# How does marginalization of variables effect least squares SLAM energy function?

Consider a simple example of Bundle Adjustment where I have robot and landmark poses $x = \left[ x_p \text{ } x_m\right]^T$ and measurements given by $z$, such that a simple factor graph can be generated with the nodes containing poses and edges containing the measurements. I'll have to solve for a non-linear least squares problem of the form $C(x) = \frac{1}{2}|| r(x) ||^2$ where $r(x)$ denotes the residuals.

I can implement and use any non-linear least squares optimization algorithm such as Gauss-Newton or use a popular library like ceres-solver.

My question is: Now suppose out of the state variables $x = \left[ a \text{ } b\right]^T$, I need to marginalize some variables $b$, while keeping the rest $a$. How do I apply this in terms of Gauss-Newton Algorithm and ceres-solver?

I understand the Gauss-Newton Algorithm and Schur Complement.

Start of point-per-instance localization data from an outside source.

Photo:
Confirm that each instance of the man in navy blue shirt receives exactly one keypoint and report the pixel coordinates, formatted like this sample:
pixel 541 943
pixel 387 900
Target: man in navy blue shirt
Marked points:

If the original covariance of the system is \begin{equation} K = \begin{bmatrix} A & C^T \\ C & D \end{bmatrix} \end{equation}

Original Information \begin{equation} K^{-1} = \begin{bmatrix} \Lambda_{aa} & \Lambda_{ab} \\ \Lambda_{ba} & \Lambda_{bb} \end{bmatrix} \end{equation} Marginalized covariance $K_m = [A]$ and marginalized information $K_m^{-1} = A^{-1}$ where is $A$ is computed by the schur complement $A^{-1} = \Lambda_{aa} - \Lambda_{ab}\Lambda_{bb}^{-1}\Lambda_{ba}$.

Now, what do I do when new poses and measurements are added to the system and optimization is done?